Jakarta s’impose désormais comme la ville la plus peuplée de la planète avec 41,9 millions d’habitants, devant Dhaka, tandis que Tokyo recule à la troisième place. Ce bouleversement du classement mondial des grandes métropoles s’inscrit dans un contexte de forte croissance démographique dans les pays en développement et de vieillissement accéléré de la population japonaise, selon un récent rapport des Nations Unies sur les perspectives d’urbanisation.

La progression démographique de la capitale japonaise s’est révélée plus lente que celle des grandes villes d’Indonésie et du Bangladesh. Conséquence directe, Tokyo, qui occupait la première place en 2000, glisse au troisième rang en 2025. Le rapport s’appuie sur une méthodologie harmonisée destinée à faciliter les comparaisons internationales entre zones urbaines.
Les perspectives à long terme confirment cette tendance. La population de la zone urbaine de Tokyo devrait diminuer, passant de 33,4 millions d’habitants en 2025 à 30,7 millions en 2050. Cette baisse entraînerait un recul au septième rang mondial. À cet horizon, Dhaka devrait devenir la première ville du monde avec 52,1 millions d’habitants, devant Jakarta, Shanghai, New Delhi, Karachi et Le Caire.

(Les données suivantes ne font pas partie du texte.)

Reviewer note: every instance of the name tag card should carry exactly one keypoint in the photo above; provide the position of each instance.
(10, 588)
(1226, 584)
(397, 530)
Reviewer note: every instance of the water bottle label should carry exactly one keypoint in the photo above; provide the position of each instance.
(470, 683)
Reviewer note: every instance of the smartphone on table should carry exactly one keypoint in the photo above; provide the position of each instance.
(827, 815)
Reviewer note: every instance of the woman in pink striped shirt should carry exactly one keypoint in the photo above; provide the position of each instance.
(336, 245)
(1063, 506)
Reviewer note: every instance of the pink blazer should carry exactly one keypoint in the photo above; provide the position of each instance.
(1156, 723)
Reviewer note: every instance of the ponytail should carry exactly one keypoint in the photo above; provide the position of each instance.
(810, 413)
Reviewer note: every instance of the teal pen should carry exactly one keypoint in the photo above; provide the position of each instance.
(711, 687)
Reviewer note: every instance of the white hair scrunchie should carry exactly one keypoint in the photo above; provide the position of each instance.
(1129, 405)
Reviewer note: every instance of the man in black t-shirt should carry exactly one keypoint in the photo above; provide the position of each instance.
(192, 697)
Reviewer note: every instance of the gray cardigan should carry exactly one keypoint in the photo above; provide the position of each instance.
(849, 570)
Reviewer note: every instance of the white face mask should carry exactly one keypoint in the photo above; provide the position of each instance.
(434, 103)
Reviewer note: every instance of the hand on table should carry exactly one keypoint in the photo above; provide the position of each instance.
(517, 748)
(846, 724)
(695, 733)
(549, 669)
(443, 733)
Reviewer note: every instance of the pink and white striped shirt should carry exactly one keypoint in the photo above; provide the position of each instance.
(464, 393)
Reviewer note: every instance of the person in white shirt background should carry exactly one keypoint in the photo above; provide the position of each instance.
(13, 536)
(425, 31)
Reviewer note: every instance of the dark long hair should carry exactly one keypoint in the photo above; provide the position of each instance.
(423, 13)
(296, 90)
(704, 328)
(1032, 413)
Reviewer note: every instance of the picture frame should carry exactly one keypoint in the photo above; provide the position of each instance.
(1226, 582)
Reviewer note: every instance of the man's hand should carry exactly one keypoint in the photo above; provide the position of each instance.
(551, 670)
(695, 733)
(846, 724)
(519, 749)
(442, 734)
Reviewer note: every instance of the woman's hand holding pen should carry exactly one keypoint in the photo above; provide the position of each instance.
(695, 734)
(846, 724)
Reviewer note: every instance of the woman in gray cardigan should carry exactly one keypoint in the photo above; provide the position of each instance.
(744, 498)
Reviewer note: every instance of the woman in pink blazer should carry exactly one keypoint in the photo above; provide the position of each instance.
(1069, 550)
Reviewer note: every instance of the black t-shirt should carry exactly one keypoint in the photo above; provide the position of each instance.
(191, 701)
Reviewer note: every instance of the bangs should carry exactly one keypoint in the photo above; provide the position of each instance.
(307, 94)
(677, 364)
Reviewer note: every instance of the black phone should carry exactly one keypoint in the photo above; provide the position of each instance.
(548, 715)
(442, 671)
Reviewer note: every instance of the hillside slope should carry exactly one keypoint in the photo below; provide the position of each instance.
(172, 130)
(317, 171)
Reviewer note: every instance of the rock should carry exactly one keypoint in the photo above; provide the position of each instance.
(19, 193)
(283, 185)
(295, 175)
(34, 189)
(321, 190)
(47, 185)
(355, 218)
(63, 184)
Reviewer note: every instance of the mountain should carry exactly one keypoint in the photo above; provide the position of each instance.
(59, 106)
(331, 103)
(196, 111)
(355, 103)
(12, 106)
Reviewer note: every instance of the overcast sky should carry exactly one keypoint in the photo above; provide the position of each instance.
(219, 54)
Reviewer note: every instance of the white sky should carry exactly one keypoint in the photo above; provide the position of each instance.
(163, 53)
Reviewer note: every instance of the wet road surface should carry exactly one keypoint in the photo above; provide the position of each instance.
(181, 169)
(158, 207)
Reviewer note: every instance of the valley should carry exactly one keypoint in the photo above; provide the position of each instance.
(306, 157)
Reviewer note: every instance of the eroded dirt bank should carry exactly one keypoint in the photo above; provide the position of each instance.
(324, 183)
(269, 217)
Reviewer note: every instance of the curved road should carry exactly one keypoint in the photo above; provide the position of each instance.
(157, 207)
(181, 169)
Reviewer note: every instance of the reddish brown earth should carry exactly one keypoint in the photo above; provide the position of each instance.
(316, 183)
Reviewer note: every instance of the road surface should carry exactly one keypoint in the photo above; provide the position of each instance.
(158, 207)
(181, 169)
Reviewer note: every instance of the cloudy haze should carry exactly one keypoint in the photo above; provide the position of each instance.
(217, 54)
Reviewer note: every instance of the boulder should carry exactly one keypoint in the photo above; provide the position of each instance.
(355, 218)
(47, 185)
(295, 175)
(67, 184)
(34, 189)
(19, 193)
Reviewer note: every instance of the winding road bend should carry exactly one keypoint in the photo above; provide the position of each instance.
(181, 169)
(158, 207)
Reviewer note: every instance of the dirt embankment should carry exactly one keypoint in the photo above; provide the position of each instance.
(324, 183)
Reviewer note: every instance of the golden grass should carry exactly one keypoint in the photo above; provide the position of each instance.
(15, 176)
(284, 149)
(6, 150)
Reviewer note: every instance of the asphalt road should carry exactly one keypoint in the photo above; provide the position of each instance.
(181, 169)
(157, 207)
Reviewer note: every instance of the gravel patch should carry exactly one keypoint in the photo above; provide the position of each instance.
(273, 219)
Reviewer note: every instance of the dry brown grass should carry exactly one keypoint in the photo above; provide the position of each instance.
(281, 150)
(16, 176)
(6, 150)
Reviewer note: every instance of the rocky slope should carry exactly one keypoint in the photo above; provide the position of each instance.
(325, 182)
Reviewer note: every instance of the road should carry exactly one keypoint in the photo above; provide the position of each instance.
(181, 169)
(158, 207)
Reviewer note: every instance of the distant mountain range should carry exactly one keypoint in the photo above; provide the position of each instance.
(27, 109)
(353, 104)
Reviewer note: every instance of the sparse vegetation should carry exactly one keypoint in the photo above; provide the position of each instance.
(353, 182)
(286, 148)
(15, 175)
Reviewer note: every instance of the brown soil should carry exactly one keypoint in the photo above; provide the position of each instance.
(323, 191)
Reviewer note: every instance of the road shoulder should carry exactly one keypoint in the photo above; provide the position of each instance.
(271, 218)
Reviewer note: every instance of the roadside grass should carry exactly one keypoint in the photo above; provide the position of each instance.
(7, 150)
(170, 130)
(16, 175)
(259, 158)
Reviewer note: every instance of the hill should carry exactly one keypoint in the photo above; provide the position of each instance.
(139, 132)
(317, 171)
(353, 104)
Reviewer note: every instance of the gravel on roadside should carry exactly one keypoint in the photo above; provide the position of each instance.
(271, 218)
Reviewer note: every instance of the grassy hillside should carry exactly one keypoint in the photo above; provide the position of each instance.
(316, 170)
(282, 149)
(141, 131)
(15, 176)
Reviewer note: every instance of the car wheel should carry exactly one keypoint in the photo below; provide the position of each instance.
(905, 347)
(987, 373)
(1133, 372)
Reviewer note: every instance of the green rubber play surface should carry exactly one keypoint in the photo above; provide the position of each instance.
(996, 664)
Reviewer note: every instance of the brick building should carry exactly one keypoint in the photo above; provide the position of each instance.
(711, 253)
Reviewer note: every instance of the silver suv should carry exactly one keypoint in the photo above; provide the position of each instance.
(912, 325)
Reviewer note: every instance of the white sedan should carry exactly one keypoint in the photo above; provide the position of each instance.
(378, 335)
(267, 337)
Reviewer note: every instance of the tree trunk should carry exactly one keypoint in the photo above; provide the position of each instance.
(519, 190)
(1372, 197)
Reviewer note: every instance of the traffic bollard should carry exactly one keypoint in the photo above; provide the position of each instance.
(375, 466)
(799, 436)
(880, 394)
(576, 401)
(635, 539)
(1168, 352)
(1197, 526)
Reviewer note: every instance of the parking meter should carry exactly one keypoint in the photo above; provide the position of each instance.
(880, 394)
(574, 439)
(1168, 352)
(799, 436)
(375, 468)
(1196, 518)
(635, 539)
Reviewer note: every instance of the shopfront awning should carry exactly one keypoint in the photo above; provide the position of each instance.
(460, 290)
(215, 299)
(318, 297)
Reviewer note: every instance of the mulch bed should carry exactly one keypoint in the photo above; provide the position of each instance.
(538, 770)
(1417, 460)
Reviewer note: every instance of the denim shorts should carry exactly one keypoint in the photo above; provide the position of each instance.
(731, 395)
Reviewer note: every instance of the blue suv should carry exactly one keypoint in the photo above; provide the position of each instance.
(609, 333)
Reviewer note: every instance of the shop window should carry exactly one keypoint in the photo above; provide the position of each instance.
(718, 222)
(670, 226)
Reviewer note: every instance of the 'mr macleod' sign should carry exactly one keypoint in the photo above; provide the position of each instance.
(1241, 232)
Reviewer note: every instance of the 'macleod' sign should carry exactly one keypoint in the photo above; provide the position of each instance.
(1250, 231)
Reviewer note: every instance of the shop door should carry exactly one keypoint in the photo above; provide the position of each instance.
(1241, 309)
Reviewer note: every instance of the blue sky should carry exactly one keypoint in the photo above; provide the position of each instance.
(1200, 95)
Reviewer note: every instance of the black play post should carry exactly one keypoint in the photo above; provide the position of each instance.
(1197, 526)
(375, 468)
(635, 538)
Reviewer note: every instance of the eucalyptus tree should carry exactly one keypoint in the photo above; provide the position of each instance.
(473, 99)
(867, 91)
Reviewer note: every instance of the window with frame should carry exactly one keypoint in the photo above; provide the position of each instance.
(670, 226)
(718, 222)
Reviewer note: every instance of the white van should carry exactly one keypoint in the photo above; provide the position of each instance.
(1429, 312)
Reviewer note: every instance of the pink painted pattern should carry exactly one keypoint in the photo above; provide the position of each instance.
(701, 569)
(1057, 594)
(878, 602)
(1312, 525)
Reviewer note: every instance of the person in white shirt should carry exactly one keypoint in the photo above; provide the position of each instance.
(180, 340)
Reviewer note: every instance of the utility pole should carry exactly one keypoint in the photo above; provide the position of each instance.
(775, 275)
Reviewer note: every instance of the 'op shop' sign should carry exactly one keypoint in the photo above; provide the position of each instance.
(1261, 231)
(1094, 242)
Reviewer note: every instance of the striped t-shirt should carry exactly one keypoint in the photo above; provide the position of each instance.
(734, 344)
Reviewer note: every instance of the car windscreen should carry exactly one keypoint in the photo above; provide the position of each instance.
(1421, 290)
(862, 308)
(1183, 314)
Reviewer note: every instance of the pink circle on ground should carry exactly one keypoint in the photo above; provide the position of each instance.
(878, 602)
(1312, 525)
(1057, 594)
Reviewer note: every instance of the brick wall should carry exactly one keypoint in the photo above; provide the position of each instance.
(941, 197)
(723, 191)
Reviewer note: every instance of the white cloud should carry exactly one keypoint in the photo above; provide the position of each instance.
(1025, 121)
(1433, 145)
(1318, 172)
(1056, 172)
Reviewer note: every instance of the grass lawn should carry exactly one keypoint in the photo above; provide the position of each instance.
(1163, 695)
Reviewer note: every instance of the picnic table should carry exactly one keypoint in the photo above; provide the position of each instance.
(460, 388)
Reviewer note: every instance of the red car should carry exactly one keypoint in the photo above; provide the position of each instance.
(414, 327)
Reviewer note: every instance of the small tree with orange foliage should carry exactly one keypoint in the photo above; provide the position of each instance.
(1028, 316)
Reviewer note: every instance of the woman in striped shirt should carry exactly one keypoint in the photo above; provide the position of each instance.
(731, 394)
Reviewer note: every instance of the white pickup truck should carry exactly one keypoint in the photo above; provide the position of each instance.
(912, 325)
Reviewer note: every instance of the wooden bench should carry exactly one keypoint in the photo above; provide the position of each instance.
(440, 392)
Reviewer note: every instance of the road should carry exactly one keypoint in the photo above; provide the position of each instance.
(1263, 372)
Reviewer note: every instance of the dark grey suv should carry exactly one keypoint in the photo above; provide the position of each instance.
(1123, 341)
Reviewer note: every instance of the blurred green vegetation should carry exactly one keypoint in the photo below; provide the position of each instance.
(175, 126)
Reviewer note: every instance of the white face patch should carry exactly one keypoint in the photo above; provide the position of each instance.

Dans ce rapport, le terme « ville » désigne toute agglomération de zones géographiquement contiguës présentant une densité d’au moins 1 500 habitants par kilomètre carré et une population minimale de 50 000 habitants. Pour Tokyo, les estimations incluent les zones urbaines de la métropole ainsi que celles des préfectures voisines de Saitama, Chiba et Kanagawa. La population administrative officielle de Tokyo reste, quant à elle, d’environ 14 millions d’habitants.
Publié en novembre par le Département des affaires économiques et sociales des Nations Unies, le rapport vise à fournir des données de référence aux décideurs publics et aux chercheurs. La gestion durable de la croissance urbaine y est présentée comme un enjeu central, tant pour la qualité de vie des populations que pour l’atteinte des objectifs climatiques mondiaux.
Le monde poursuit en effet son urbanisation rapide. Les villes accueillent aujourd’hui 45 % des 8,2 milliards d’habitants de la planète, soit plus du double de la proportion observée en 1950. D’ici 2050, près des deux tiers de la croissance démographique mondiale devraient se concentrer dans les zones urbaines, le reste se répartissant principalement dans les agglomérations de taille intermédiaire.
Au Japon, la situation reste contrastée. Malgré une baisse de la population nationale d’environ 4 millions de personnes entre 2015 et 2025, Tokyo a enregistré une hausse de plus de 300 000 habitants sur la même période. Cette dynamique ne devrait toutefois pas se maintenir. Selon l’ONU, un nombre croissant de pays, dont le Japon et la Chine, devraient connaître un recul significatif de leur population urbaine d’ici le milieu du siècle, en raison de taux de fécondité durablement bas et d’un déclin démographique généralisé.
Parmi les dix plus grandes villes du monde en 2025, seules Tokyo et Séoul devraient voir leur population diminuer d’ici 2050, souligne encore le rapport, illustrant le contraste croissant entre les métropoles des pays développés et celles des régions en forte croissance démographique.